Viele Arbeitnehmer können sich im neuen Jahr über steigende Einkommen freuen, allerdings gilt das nicht für die geringer Qualifizierten: Während die Gehälter der Akademiker, Facharbeiter und vieler Arbeitnehmer in tarifgebundenen Unternehmen deutlich steigen, bleiben die Verdienste im Niedriglohnsektor häufig unverändert.

"Die Einkommensschere zwischen Qualifizierten und Nicht-Qualifizierten wird 2014 noch weiter auseinandergehen", sagt Holger Schäfer, Arbeitsmarkt-Experte am arbeitgebernahen Institut der deutschen Wirtschaft (IW) in Köln. "Die Tariflöhne und die Einkommen der Besserqualifizierten werden steigen, die anderen nicht", pflichtet Holger Sandte bei, der Chefökonom der Fondsgesellschaft Nordea ist.

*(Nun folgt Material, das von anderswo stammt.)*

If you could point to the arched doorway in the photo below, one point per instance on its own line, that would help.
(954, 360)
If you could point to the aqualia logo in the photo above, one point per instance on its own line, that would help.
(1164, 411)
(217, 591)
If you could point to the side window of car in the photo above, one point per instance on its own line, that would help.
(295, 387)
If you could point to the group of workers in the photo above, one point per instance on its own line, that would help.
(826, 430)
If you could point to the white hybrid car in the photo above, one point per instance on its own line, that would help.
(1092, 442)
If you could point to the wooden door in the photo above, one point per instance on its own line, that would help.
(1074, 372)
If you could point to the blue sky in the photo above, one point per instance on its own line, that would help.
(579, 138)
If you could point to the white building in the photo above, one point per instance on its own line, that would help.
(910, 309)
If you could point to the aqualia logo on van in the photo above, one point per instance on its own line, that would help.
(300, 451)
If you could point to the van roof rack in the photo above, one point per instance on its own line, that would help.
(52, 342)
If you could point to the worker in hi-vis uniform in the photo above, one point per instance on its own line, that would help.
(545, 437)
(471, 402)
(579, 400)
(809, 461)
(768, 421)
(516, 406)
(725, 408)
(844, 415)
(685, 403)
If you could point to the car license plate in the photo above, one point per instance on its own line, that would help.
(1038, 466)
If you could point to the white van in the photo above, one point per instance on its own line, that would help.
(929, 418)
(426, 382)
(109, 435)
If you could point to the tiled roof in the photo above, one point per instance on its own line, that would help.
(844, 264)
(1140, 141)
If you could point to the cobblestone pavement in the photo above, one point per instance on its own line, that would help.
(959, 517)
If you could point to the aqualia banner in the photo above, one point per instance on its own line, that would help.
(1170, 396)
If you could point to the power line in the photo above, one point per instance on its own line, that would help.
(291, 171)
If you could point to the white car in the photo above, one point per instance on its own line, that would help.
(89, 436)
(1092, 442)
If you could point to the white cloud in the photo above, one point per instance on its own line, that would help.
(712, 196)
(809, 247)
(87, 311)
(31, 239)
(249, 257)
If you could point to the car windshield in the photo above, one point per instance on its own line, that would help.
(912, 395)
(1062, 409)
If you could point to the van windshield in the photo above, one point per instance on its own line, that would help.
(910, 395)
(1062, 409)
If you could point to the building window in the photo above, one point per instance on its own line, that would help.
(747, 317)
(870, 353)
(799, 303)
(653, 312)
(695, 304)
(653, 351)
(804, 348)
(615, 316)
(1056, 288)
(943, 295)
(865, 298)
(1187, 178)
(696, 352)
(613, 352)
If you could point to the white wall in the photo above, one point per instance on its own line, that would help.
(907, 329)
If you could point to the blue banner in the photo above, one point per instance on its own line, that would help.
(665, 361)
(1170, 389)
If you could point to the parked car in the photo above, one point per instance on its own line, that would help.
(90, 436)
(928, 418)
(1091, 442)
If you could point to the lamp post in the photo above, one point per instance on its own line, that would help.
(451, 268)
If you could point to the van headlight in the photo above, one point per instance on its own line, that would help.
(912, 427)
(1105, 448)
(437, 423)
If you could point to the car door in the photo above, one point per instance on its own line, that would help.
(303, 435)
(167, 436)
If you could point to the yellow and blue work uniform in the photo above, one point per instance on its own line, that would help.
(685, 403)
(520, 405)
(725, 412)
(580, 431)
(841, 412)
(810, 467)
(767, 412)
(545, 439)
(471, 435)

In tarifgebundenen Unternehmen legen die Einkommen nach den Prognosen der Volkswirte 2014 um durchschnittlich drei Prozent zu. Zieht man davon die erwartete Teuerung ab, verbleibt nach den meisten Prognosen ein realer Einkommenszuwachs zwischen einem und 1,5 Prozent gegenüber 2012. Sandte schätzt den Anstieg der verfügbaren Realeinkommen insgesamt auf 1,3 Prozent. Mehr in der Tasche hätten tatsächlich aber nur Beschäftigte mit höheren Qualifikationen oder in den Unternehmen, die nach Tarifvertrag bezahlen.

Die höchsten monatlichen Bruttoverdienste für vollzeitbeschäftigte Arbeitnehmer ohne Sonderzahlungen erzielten Angestellte von Banken und Versicherungen mit durchschnittlich 4576 Euro im dritten Quartal 2013, gefolgt von Beschäftigten bei Energieversorgern (4510) und im Bereich Information und Kommunikation (4501).

Am wenigsten verdienten Beschäftigte im Gastgewerbe mit nur 2012 Euro. Im produzierenden Gewerbe wurde mit durchschnittlich 3566 Euro pro Monat mehr verdient als im Dienstleistungssektor (3399 Euro). Im Handel gab es 3195 Euro, im Verkehrsbereich 2888 Euro. Mehr bekamen auch Beschäftigte in der öffentlichen Verwaltung. Lehrer verdienten im Schnitt 4058 Euro, Beschäftigte im Gesundheitswesen 3419 Euro.

"Die wachsende Einkommensschere hat viel mit dem Wandel hin zu Dienstleistungen, mit neuen Beschäftigungsformen wie Leih- und Zeitarbeit zu tun", erläutert Sandte. "Auch sinkt der Anteil derer, die nach Tarifvertrag bezahlt werden, seit vielen Jahren." Im Westen Deutschlands waren es 2012 noch 60 Prozent der Beschäftigten, im Osten nur noch knapp 50 Prozent. Zudem würden Tarifvereinbarungen seltener als früher für allgemein verbindlich erklärt. "Auch wenn die Gewerkschaften dagegen angehen, die SPD nun mitregiert und die große Koalition einen allgemeinen Mindestlohn einführen will — die Tendenz der Lohnspaltung dürfte wohl 2014 noch nicht drehen", so Sandte.

Die Stagnation bei den Löhnen in vielen nicht tarifgebundenen Unternehmen wirkte sich im vergangenen Jahr dämpfend auf die Realeinkommensentwicklung insgesamt aus: In den ersten drei Quartalen des Jahres waren die Realeinkommen gegenüber dem Vorjahr sogar gesunken, wie das Statistische Bundesamt mitteilte. Allein im dritten Vierteljahr 2013 sanken die Realeinkünfte um 0,3 Prozent. Ein Vollzeitbeschäftigter verdiente im Schnitt ohne Sonderzahlungen 3462 Euro brutto im Monat.

Für einen Anstieg der Realeinkommen im laufenden Jahr sorgen vor allem die höheren Tarifabschlüsse. "Die Realeinkommen werden deshalb erstmals wieder steigen", sagt Deutschland-Experte Eckart Tuchtfeldt von der Commerzbank. Für gut qualifizierte Arbeitnehmer vor allem in der Industrie würden die Verdienstmöglichkeiten auch in den kommenden Jahren immer besser, wenn die Konjunktur stabil bleibe. "Da die Unternehmen zunehmend Fachkräfte suchen, gewinnen diese an Verhandlungsmacht", betont auch Schäfer.